THE manifestos are being published and with them the promises carefully designed to win your vote.

One issue which catches my attention is low pay, whether it is election time or not, so I have been keeping an eye on the pledges.

All parties agree they want to increase the National Minimum Wage, but over a number of years. At the same time they would want others' wages to also grow so no real change in terms of the pay gap.

Then there is the increase in the income tax threshold badged as taking more people out of tax.

The LibDems have claimed this as one of their successes in coalition with the Tories who have pledged to increase the threshold further to £12,500.

That's £250 a week or £6.86 an hour for a 35 hour week.

This is a tax cut for everyone earning above that and for people earning the minimum wage of £6.50 means a lot less than someone earning more than double who earn enough to pay tax and benefit from the tax cut.

Why not ensure workers are paid a level where they could pay tax. Unlike some corporations and certain wealthy celebrated individuals most workers want to pay their fair share and contribute to the services we all use.

It is a patronising policy to say 'you don't earn enough so you can be let off with paying your tax. While at the same time the same policy is benefitting people who earn far more by cutting their tax bill.

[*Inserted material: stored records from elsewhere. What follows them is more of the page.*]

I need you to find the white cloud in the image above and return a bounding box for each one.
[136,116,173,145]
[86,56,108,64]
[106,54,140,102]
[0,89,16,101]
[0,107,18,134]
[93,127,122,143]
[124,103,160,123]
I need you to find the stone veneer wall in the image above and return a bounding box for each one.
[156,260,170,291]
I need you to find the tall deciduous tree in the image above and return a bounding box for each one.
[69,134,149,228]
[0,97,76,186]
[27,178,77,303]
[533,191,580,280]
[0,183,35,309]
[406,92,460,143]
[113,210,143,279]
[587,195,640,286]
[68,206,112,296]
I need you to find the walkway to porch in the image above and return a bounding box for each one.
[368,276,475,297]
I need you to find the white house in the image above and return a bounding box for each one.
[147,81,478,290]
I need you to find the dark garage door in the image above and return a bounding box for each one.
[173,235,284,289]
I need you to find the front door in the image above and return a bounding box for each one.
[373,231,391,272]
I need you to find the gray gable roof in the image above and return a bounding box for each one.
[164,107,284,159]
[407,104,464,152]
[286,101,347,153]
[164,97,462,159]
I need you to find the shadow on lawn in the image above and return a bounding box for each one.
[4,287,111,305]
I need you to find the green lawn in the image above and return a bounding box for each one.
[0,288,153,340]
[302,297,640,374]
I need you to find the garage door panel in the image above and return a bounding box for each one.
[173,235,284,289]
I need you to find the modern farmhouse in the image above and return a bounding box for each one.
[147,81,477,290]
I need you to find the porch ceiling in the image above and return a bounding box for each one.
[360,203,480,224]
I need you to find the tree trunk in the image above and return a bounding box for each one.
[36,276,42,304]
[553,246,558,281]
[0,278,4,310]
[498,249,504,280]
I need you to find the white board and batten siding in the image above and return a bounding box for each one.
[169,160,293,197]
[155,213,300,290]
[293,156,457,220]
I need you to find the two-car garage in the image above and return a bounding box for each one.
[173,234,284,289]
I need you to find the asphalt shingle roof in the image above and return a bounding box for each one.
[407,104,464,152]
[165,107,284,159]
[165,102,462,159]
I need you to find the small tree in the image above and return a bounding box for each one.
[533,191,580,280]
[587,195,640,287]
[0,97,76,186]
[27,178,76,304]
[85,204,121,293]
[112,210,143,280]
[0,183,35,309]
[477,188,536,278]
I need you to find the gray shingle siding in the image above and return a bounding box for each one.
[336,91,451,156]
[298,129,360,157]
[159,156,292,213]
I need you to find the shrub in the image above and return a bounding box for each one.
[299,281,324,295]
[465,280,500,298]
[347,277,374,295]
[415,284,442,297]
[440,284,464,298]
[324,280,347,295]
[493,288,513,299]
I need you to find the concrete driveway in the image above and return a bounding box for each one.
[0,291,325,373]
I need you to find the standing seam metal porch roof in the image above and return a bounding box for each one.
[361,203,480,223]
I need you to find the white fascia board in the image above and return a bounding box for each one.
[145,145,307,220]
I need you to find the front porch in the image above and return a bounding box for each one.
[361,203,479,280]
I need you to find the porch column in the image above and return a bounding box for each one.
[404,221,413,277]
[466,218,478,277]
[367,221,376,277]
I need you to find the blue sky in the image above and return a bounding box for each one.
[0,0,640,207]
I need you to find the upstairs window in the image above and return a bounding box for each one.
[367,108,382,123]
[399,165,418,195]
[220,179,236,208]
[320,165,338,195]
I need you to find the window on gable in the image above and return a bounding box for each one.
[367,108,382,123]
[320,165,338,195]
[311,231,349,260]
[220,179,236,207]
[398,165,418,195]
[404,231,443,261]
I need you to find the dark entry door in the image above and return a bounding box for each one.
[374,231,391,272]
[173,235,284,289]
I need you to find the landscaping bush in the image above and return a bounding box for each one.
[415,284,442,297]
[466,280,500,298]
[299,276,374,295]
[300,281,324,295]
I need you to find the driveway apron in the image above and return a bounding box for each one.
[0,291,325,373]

In the Conservative manifesto David Cameron writes "cutting the taxes of the lowest paid and helping them stand on their own two feet is the most effective poverty-tackling measure there is".

The same measure he said helped 260,000 low paid workers in Scotland but also 2.3m others on higher earnings.

At the higher end the Conservative government has already cut tax for those earning above £150,000 by cutting the top rate from 50p to 45p.

In the middle it wants to raise the 40p threshold to 50,000 a tax cut for 800,000 people.

The proposed further lower rate threshold increase will benefit 30m across the UK, it is first and foremost a tax cut.

A tax cut for the majority dressed up as helping the poor and it has to be funded by cuts to public services which people on lower incomes depend on more. Double whammy indeed.

So what's the solution? Why not increase the National Minimum Wage to a level where people can enjoy a decent standard of living and pay some tax.

The National Minimum Wage for a full time worker should be above the income tax threshold.

That way the tax revenue increases, less is spend on in work benefits so the welfare budget is reduced without having to resort to punitive sanctions and working people get a fair days pay for a fair days work.